Fukushima / Strahlenbelastungen

Inzwischen steigen in der Umgebung des KKW Fukushima die Strahlungswerte. Laut BBC erreichten Sie bereits rund 8200 Mikro-Sievert. Was bedeutet das? Strahlenbelastungen werden in “Sievert” gemessen. Die natürliche Strahlendosis liegt je nach Ort etwas bei ca. 2 Milli-Sievert (Milli=Tausendstel) Sievert pro Jahr. Normale Strahlungs-Belastungen liegen in der Größenordnung weniger Milli-Sievert pro Jahr. Um Strahlenbelastungen vergleichen zu können ist also immer auch die Angabe einer Zeit wichtig: Wie lange dauert es, bis die genannte Dosis aufgenommen wurde? Bei der von der BBC genannten Strahlung werden 8200 Mikrosievert pro Stunde (= 8,2 Milli-Sievert) aufgenommen. Mit anderen Worten, die natürliche Jahresdosis an Strahlung ist in wird in Fukushima bereits innerhalb einer Stunde erreicht. Zum Vergleich bei radiologischen Untersuchungen oder Strahlentherapien werden Strahlungsmengen verabreicht, die etwas höher sind. Eine Computertomographie schlägt mit ca. 20 Milli-Sievert zu Buche1, entsprechend 2,5 Stunden Aufenthalt am KKW Fukushima. Insofern ist die Aussage, dass die Strahlung um das KKW ein gesundheitsgefährdendes Maß erreicht hat, korrekt. Woher der Anstieg der Strahlung kam lässt sich nicht eindeutig sagen. Sowohl das (inzwischen gelöschte) Feuer in der Halle mit den gelagerten Brennstäben als auch Lecks an den Reaktoren können dafür verantwortlich sein. Handelt es sich um ein Leck in den Reaktoren werden in den nächsten die Stunden die Strahlungswerte gleich bleiben oder weiter steigen. War alleine das Feuer verantwortlich müssten die Werte wieder sinken. Update: Laut des Live Tickers der Zeit wurde in der Nähe des Reaktors 3 eine Strahlung von 400 Milli-Sievert pro Stunde gemessen. Bei Strahlenbelastungen in dieser Größenordnungen kann es bereits zu akuten Beschwerden wie Ãœbelkeit und Erbrechen kommen. Ist man dieser Strahlung einen Tag ausgesetzt wird es bereits unmittelbar lebensgefährlich2. Ich hoffe inständig, dass sich dieser Wert als Falschmeldung herausstellt. Noch ein Update: ich vermute, dass die genannten 400 Milli-Sievert pro Stunde nicht korrekt sind und es sich um einen Umrechnungsfehler handelt.
  1. http://de.wikipedia.org/wiki/Strahlenbelastung []
  2. http://de.wikipedia.org/wiki/Strahlenkrankheit []

4 thoughts on “Fukushima / Strahlenbelastungen

  1. Sehr geehrter Herr Altschmied,

    danke für die Korrektur und Ergänzung. Mir ging es mehr um die Darstellung der Größenordnung. Ich werde die Formulierung im Text korrigieren.

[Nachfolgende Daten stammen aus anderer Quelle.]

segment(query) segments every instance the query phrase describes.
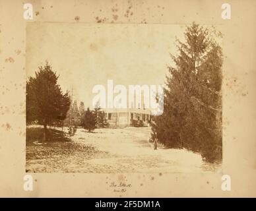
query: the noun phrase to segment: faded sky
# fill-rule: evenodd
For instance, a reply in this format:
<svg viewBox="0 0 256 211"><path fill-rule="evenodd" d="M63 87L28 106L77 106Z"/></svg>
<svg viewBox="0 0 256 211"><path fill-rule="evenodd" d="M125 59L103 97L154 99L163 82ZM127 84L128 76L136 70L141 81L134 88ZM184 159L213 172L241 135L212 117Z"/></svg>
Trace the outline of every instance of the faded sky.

Inzwischen berichtet auch die ARD über 400 mSievert pro Stunde – wenn diese Information tatsächlich korrekt wäre ist mein Vergleich ohnehin hinfällig, viele Grüße Eberhard Huber

  2. Sehr geehrter Herr Dr. Huber,
    Ihre Angaben zu den gesetzlichen Grenzwerten in Deutschland sind nicht korrekt. Nach Paragraph 55 der Strahlenschutzverordnung (http://www.gesetze-im-internet.de/bundesrecht/strlschv_2001/gesamt.pdf) liegt der Grenzwert für eine beruflich strahlenexponierte Person bei 20 mSv pro Jahr. Die von Ihnen angegebenen 6 mSv beziehen sich nur auf die Einteilung beruflich strahlenexponierter Personen in Kategorien (Paragraph 54). Für nicht beruflich exponierte Personen gilt nach Paragraph 46 ein Grenzwert von 1 mSv aus beruflichen Tätigkeiten (nicht aus medizinischen Untersuchungen!). Die durchschnittliche Belastung der Bevölkerung welweit liegt bei etwa 2,4 mSv pro Jahr (http://de.wikipedia.org/wiki/Strahlenbelastung) kann jedoch an bestimmten, von Menschen bewohnten Orten deutlich höher liegen (z.B. Ramsar im Iran mit Spitzenwerten bis zu 260 mSv pro Jahr, siehe http://en.wikipedia.org/wiki/Background_radiation).

  3. diese hoffnung habe ich eigentlich schon länger aufgegeben. ich unterstelle der japanischen regierung und auch diversen experten, die in verschiedene sendungen eingeladen werden, beschwichtigungspolitik.